An 1893 poster of Fuller caught in her whirlwind of lights is included in Electric Paris, on view at the Bruce Museum in Greenwich, Connecticut. The exhibition expands on a 2013 show at the Clark Art Institute curated by S. Hollis Clayson, who worked an advisor on this iteration with curator Margarita Karasoulas. In a catalogue essay, Clayson explains that although we often connect the “la ville lumière” (“city of light”) nickname to those electric evening illuminations, the moniker existed prior to the new technology.
“Before the city became known for pioneering éclairage — first gas and then electric — it was linked metaphorically to lumière,” Clayson writes. “In symbolic recognition of its Enlightenment, it was first called la ville lumìere in the eighteenth century. The city’s increasingly abundant industrialized light, starting in the mid-1800s, caused the figurative honorific of the 1700s to morph into a descriptive epithet.”
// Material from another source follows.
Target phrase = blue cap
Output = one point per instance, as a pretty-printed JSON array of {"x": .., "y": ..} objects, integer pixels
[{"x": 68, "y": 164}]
It’s those decades of late 19th- to early 20th-century light that Electric Paris explores, with around 50 works showing how Impressionists, photographers, and Modernists interpreted artificial light. As with Fuller’s dance, Electric Paris also concentrates on how people used the opportunities of an illuminated night, whether to stroll after dark in the park or to totally change the city’s infrastructure, as with Baron Georges-Eugène Haussmann.
The official city photographer of the time, Charles Marville, was commissioned to document Paris before and after the Haussmann-led reconstructions, which went from the sewers below up to broadened boulevards above. From 1853 to 1870, some 20,000 gaslights were installed on these streets, and a series of six photographs from the 90 Marville took of the lamps in Electric Paris demonstrate Haussmann’s attention to design detail. Whether shaped like a victory column or adorned with a five-branch candelabra, the lamps were intended to be prominent new features of Paris.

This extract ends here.